An international research team led by Anshuman Dasgupta and Twan Lammers from the Institute for Experimental Molecular Imaging at RWTH Aachen University has succeeded for the first time in generating stable non-spherical microbubbles. In collaboration with Samir Mitragotri from the Wyss Institutes at Harvard University and with colleagues from the Massachusetts General Hospital in Boston, the Italian Institute of Technology in Genoa and the DWI - Leibniz Institute for Interactive Materials in Aachen, materials and methods for one-dimensional mechanical microbubble strain were developed as part of the joint project.

Microbubbles are comparable to, for example, soap bubbles in the micrometer range. Soap bubbles normally always have a perfectly round shape. This results from a physical force known as surface tension. Scientifically, bubbles are therefore referred to as "minimal surface structures" that trap a maximum volume of air on the smallest possible surfactant surface. Microbubbles are used clinically as contrast agents for ultrasound imaging. In addition, they are increasingly being explored for drug delivery purposes, including opening the blood-brain barrier to facilitate drug accumulation into the central nervous system.

The international research team has now not only created disk-shaped microbubbles, but also gained insights that they outperform traditional spherical microbubbles in several ways.
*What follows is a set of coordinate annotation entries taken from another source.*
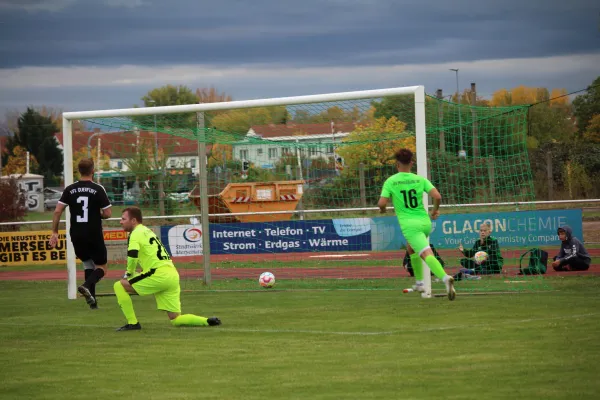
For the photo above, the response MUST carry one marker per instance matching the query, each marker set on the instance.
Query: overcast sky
(90, 54)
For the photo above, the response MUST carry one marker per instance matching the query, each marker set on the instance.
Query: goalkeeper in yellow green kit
(406, 191)
(158, 277)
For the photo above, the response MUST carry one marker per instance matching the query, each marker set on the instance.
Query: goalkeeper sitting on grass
(158, 277)
(486, 243)
(406, 191)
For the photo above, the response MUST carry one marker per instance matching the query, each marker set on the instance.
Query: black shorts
(87, 248)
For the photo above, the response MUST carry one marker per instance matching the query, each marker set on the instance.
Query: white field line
(337, 333)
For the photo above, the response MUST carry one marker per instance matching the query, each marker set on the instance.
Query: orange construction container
(252, 197)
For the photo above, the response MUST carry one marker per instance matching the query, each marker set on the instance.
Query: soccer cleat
(419, 287)
(85, 292)
(130, 327)
(450, 288)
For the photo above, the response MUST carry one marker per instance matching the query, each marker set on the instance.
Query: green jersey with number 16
(406, 191)
(151, 252)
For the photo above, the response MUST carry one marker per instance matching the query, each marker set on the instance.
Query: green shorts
(163, 283)
(416, 232)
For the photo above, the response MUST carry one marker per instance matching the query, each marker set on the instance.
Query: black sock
(94, 277)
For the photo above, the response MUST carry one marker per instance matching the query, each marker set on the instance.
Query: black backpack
(538, 262)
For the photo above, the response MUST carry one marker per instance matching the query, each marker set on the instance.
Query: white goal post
(68, 117)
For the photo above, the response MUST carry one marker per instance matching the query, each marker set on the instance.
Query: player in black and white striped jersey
(89, 204)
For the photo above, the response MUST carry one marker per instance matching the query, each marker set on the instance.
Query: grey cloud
(326, 32)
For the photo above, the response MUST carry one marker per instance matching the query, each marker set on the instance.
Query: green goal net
(292, 188)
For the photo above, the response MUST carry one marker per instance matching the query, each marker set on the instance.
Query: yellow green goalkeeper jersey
(144, 247)
(406, 191)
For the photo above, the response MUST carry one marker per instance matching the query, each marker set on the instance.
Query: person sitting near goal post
(89, 204)
(572, 255)
(492, 265)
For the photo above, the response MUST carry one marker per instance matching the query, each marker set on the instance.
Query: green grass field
(336, 344)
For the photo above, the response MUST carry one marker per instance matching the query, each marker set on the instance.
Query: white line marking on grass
(339, 255)
(336, 333)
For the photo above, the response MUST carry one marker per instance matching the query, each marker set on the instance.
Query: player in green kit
(406, 191)
(158, 277)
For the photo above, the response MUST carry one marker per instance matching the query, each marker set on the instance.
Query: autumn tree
(12, 204)
(11, 118)
(239, 121)
(592, 132)
(36, 134)
(400, 107)
(587, 105)
(374, 145)
(17, 162)
(501, 98)
(100, 165)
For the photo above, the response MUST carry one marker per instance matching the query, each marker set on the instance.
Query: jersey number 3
(84, 201)
(161, 253)
(410, 198)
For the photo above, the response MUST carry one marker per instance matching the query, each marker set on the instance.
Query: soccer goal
(290, 185)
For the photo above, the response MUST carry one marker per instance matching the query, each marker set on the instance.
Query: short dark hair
(134, 212)
(86, 167)
(404, 156)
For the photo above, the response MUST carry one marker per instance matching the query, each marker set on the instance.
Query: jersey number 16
(410, 198)
(161, 253)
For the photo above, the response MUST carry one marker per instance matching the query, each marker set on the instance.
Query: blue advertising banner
(512, 229)
(352, 234)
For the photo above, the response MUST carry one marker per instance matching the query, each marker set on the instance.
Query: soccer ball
(480, 257)
(266, 279)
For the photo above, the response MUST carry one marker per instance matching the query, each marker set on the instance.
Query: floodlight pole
(461, 151)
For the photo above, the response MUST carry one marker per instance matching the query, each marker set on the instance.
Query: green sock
(189, 320)
(124, 301)
(417, 265)
(435, 266)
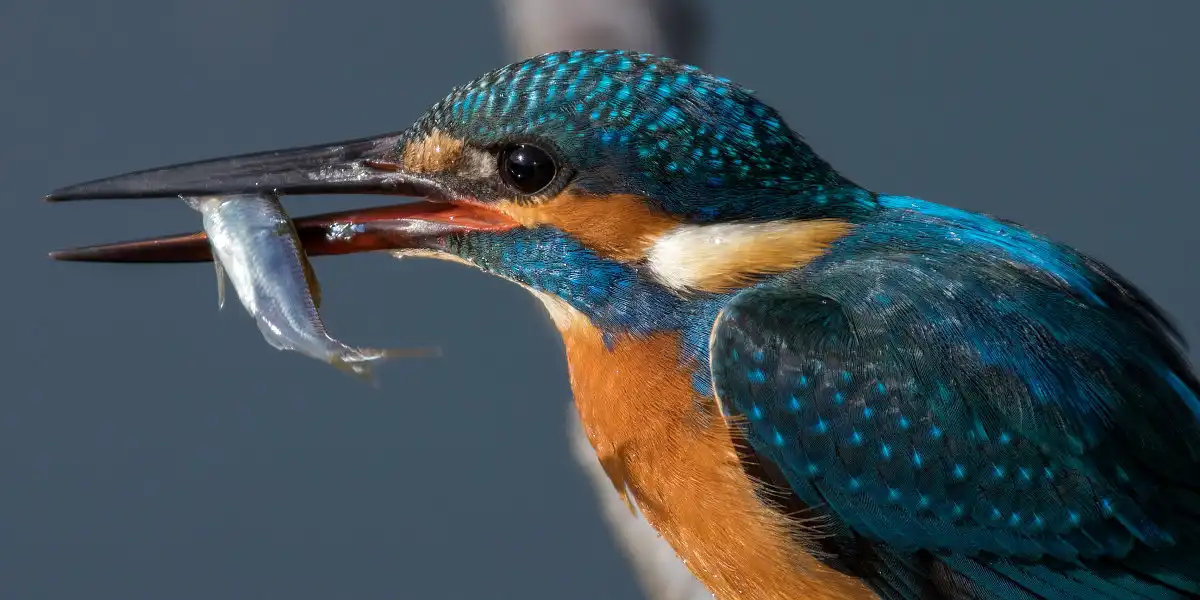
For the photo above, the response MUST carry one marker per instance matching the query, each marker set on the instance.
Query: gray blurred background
(153, 448)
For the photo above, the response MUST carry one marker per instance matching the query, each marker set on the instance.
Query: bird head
(621, 184)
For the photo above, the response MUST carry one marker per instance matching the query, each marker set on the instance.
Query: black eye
(527, 168)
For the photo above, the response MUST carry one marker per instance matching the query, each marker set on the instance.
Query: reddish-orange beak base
(405, 226)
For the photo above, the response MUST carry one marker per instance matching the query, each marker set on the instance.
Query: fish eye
(527, 168)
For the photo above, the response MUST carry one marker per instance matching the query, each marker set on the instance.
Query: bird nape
(810, 389)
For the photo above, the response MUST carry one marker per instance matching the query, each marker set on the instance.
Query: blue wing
(949, 385)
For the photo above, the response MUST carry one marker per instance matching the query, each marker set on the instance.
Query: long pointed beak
(360, 166)
(343, 167)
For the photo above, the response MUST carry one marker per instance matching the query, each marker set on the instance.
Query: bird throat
(667, 449)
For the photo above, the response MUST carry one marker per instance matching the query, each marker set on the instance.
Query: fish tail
(361, 361)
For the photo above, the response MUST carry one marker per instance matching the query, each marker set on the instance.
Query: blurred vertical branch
(671, 28)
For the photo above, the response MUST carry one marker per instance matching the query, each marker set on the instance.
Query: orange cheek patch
(435, 153)
(621, 227)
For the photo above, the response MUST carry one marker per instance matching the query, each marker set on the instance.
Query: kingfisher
(810, 389)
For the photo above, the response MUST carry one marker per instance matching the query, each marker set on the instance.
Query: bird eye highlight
(527, 168)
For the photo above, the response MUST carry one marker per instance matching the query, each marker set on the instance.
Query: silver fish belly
(256, 244)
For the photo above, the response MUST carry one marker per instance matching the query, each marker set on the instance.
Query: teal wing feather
(990, 414)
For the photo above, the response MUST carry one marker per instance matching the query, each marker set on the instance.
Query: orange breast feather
(672, 451)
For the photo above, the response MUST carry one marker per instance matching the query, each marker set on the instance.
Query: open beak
(361, 166)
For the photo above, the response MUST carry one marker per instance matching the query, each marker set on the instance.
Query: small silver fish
(256, 244)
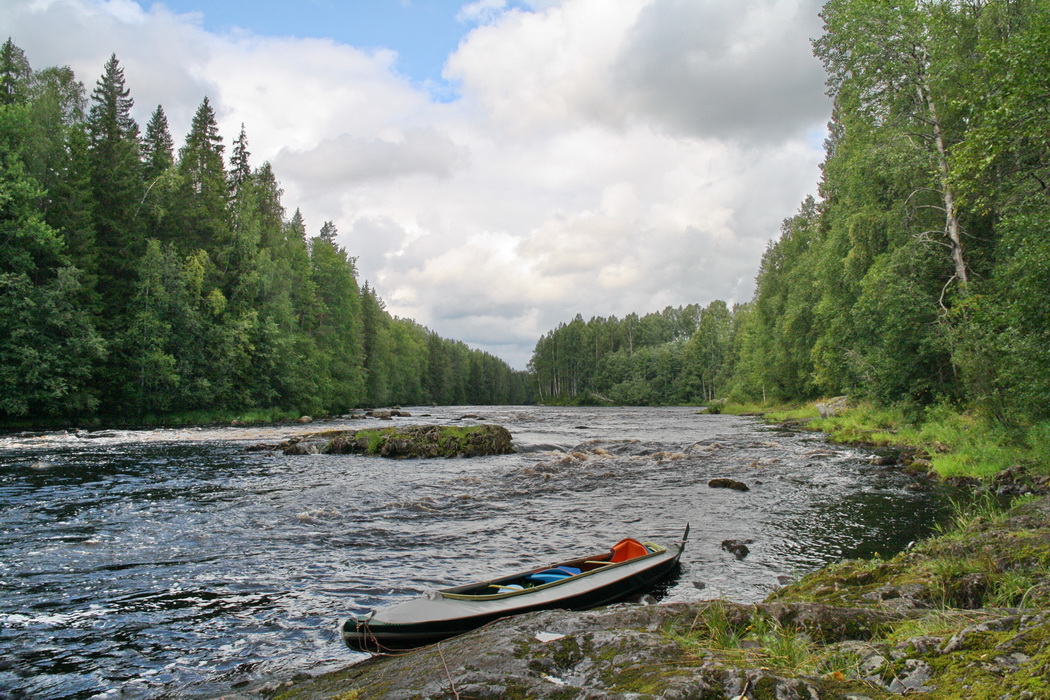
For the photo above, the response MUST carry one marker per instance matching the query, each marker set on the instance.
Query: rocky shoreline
(966, 614)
They move closer to blood vessel walls, show a longer circulation time in the blood after intravenous administration, and are more effective in opening the blood-brain barrier for local drug accumulation under focused ultrasound.

The work was published in the March issue of the journal PNAS and was funded by the European Commission (EuroNanoMed-III: NSC4DIPG), the European Research Council (CoG: Meta-Targeting) and the German Research Foundation (GRK2375: Tumor-targeted Drug Delivery).